# ACHTUNG --> handyzubehoer.de



## Dennis-S. (27. November 2002)

Ich waren euch alle eindringlich vor der Seite http://www.handyzubehoer.de DIe Preise klingen einigermaßen verlockend. Jedoch ist die Masche dieser "Firma" dreist, dreister geht es nicht. Abzockmethoden wie bei der Mafia.


----------



## Dario Linsky (27. November 2002)

> Abzockmethoden wie bei der Mafia.


... und das äussert sich wie?


----------



## nouser (28. November 2002)

*...*

würd mich auch mal interessieren!

sowas klingt ja schon stark nach verleumdung!


----------



## Dennis-S. (28. November 2002)

*JAJA*

Mal wieder solche Querolanten. In den AGBs der Firma steht drin, wenn man falsche zugesandt bekommt, solle man sie wieder zurücksenden auf den ihre Kosten. Doch die verlangen von mir das ich es auf meine Kosten sende, und wenn ich mein Geld wiederhaben will ohne die Versandgebühren für die Falschlieferung muss ich 8 Euro "Strafe" zahlen, d.h. ich würde 50 Cent wiederbekommen von etwa 14,50 Euro + anfallende Gebühren für das zurücksenden der Falschen Ware. Zufrieden?


----------



## Dario Linsky (28. November 2002)

> In den AGBs der Firma steht drin, wenn man falsche zugesandt bekommt, solle man sie wieder zurücksenden auf den ihre Kosten. Doch die verlangen von mir das ich es auf meine Kosten sende, und wenn ich mein Geld wiederhaben will ohne die Versandgebühren für die Falschlieferung muss ich 8 Euro "Strafe" zahlen, d.h. ich würde 50 Cent wiederbekommen von etwa 14,50 Euro + anfallende Gebühren für das zurücksenden der Falschen Ware.

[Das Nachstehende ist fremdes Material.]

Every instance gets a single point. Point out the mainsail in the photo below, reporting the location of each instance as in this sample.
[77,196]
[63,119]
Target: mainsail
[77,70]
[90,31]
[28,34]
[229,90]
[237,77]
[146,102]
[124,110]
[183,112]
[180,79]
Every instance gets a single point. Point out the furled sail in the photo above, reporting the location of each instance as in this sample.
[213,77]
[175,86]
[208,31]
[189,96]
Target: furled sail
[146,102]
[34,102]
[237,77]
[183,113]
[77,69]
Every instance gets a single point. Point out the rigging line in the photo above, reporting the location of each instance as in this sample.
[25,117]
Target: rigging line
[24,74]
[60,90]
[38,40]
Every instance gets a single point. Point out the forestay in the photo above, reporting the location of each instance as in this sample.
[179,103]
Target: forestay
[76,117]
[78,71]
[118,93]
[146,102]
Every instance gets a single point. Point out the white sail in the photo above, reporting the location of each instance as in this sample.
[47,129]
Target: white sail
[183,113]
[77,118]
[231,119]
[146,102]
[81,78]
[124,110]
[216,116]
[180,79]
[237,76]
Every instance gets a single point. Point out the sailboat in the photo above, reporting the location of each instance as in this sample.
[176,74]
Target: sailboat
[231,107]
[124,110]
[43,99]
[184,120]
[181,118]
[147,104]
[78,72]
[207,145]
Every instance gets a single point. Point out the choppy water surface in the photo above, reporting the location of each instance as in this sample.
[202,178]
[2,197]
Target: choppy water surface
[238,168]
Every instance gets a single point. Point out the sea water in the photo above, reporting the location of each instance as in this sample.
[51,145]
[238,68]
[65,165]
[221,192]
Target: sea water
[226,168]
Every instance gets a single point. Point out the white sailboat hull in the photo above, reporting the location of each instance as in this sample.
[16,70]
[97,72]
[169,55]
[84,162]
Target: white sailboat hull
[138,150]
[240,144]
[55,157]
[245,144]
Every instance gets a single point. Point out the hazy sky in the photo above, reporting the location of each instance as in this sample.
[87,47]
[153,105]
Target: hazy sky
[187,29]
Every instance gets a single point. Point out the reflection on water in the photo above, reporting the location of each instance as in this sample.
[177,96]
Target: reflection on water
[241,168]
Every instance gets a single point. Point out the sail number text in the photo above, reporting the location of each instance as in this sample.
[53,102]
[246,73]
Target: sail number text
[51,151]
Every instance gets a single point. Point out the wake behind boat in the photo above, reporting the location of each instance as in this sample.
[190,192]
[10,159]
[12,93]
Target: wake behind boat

Dann druck Dir halt die AGBs aus, und halt denen das mal vor die Nase. Oder kauf nicht mehr bei denen. Oder verkauf das Zeug was Du da gekauft hast bei Ebay. Oder geh vor Gericht deswegen. 
Nichts für ungut, aber wegen 15 Euro so einen Aufstand zu machen ist meiner Meinung nach etwas übertrieben. Ich hab auch schon oft genug in Läden gekauft, wo ich sagen könnte dass die dort "Mafia-Methoden" verwenden würden.
Aber dann lernt man eben daraus und kauft beim nächsten Mal einfach woanders.

Meine Meinung...


----------



## nouser (29. November 2002)

*...*

ich kann asphyxia nur recht geben!
vielleicht solltest du einfach nochmal mit dennen in ruhe quatschen vielleicht löst sich dann das prob von selber - schliesslich sind agbs ja bindent ausser sie verstossen gegen geltendes recht!


----------